What this book covers
Chapter 1, Exploring Data-Centric Machine Learning, contains a comprehensive definition of data-centric machine learning and draws contrasts with its counterpart, model-centricity. We use practical examples to compare empirical performance and illustrate key differences between these two methodologies.
Chapter 2, From Model-Centric to Data-Centric – ML’s Evolution, takes you on a journey through the evolution of AI and ML toward a model-centric approach, highlighting the untapped potential in improving data quality over model tuning. We also debunk the “big data” myth, showing how shifting to “good data” can democratize ML solutions. Get ready for a fresh perspective on the power of data in ML.
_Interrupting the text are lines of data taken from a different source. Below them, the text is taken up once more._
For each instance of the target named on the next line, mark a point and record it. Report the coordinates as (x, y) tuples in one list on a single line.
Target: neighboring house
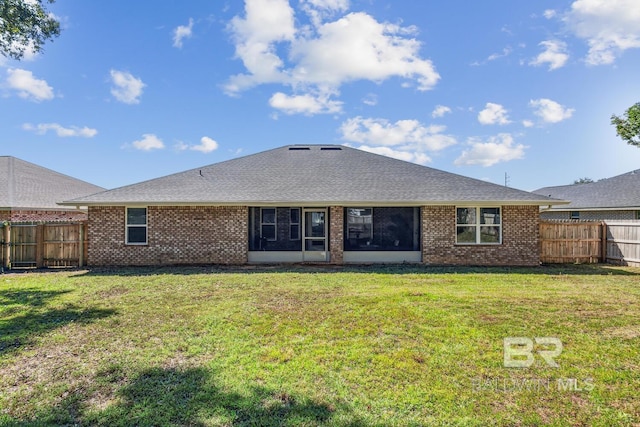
[(30, 192), (313, 203), (616, 198)]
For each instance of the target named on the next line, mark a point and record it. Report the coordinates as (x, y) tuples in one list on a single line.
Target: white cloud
[(207, 145), (370, 100), (609, 26), (493, 114), (554, 54), (440, 111), (304, 104), (61, 131), (182, 32), (148, 142), (27, 86), (499, 148), (326, 55), (126, 88), (408, 156), (550, 111), (410, 135), (505, 52)]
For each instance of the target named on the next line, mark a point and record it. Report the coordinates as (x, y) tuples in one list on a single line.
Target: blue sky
[(136, 90)]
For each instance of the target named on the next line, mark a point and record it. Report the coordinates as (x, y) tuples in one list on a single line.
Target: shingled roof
[(24, 185), (619, 192), (313, 175)]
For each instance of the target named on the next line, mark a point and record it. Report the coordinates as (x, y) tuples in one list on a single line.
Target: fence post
[(604, 242), (7, 244), (39, 245), (80, 244)]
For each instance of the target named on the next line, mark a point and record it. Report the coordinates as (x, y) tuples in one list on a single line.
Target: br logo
[(518, 351)]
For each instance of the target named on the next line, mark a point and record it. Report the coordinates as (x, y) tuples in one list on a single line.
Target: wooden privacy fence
[(26, 245), (623, 242), (571, 242), (617, 242)]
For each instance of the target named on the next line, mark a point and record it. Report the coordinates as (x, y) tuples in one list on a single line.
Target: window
[(268, 223), (294, 224), (478, 226), (136, 226), (382, 229)]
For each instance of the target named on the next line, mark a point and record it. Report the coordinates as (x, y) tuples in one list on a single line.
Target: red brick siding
[(520, 239), (175, 235), (336, 234)]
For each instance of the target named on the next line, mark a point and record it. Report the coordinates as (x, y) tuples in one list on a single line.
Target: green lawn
[(318, 346)]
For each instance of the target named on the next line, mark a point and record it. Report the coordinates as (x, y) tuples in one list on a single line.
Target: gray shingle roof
[(312, 175), (622, 191), (25, 185)]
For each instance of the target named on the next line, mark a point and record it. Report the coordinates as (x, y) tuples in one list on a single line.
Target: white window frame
[(274, 223), (478, 225), (298, 224), (128, 226)]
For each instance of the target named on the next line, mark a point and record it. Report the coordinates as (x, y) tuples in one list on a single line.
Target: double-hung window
[(294, 224), (268, 223), (136, 226), (478, 226)]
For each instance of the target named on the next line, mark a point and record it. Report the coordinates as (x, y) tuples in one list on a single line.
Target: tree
[(628, 126), (583, 181), (25, 24)]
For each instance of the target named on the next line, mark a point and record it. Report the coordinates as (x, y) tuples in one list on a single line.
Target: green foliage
[(584, 180), (25, 25), (628, 126)]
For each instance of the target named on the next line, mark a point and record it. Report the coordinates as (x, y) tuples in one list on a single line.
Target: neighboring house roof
[(24, 185), (313, 175), (620, 192)]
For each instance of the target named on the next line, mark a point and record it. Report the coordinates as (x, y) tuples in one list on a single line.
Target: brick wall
[(43, 215), (176, 235), (336, 234), (520, 239)]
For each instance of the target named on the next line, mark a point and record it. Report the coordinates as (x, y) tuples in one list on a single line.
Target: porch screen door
[(315, 235)]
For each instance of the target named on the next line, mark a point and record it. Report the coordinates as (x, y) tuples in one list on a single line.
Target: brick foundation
[(336, 234), (520, 239), (176, 235)]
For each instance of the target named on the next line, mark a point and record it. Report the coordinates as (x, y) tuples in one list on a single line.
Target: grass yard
[(318, 346)]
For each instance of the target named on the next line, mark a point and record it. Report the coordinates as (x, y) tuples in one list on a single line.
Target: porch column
[(336, 234)]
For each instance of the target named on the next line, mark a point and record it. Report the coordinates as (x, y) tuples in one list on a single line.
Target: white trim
[(345, 204), (127, 225), (478, 226), (274, 223), (358, 257)]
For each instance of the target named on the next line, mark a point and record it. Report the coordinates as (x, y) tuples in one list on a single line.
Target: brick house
[(616, 198), (313, 203), (29, 192)]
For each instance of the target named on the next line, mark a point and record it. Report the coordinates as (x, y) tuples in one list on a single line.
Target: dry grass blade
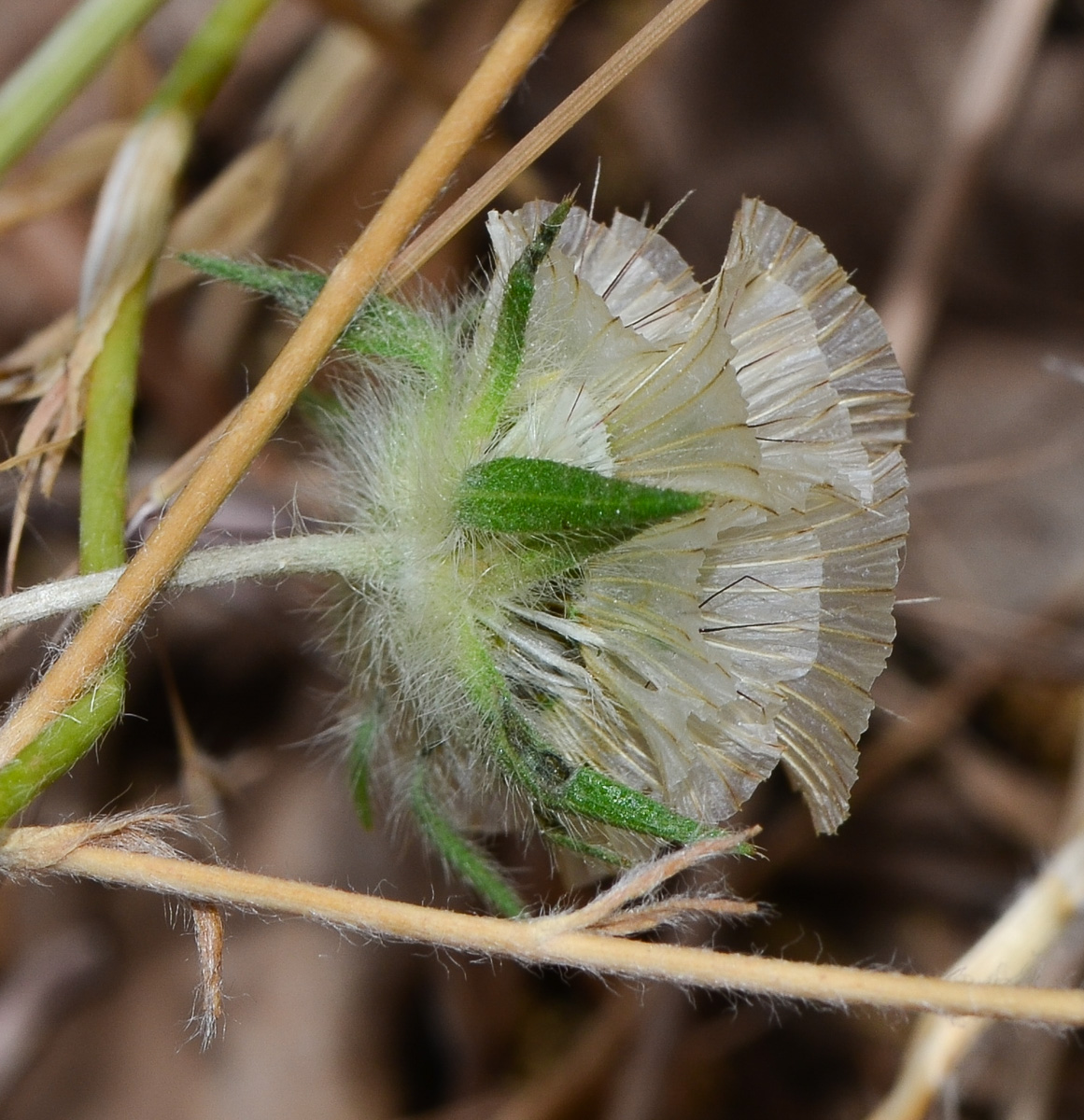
[(980, 106), (353, 278), (82, 850), (1005, 953), (75, 169), (584, 98)]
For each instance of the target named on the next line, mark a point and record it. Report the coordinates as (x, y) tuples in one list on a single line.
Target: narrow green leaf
[(514, 496), (465, 858), (359, 756), (382, 328), (510, 336), (599, 798), (559, 789)]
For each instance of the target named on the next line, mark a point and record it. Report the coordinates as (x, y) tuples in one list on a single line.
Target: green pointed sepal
[(541, 497), (381, 329)]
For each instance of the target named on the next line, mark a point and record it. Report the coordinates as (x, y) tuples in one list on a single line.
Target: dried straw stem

Chapter 3, Principles of Data-Centric ML, sets the stage for your journey into the heart of data-centric ML by outlining the four key principles of data-centric ML. These principles offer crucial context – the why – before we delve into the specific methods and approaches linked to each principle – the what – in the ensuing chapters.
Chapter 4, Data Labeling Is a Collaborative Process, explores the pivotal role of subject-matter expertise, trained labelers, and clear instructions in ML development. In this chapter, you will learn about the human-centric nature of data labeling and acquire strategies to enhance it to reduce bias, increase consistency, and build richer datasets.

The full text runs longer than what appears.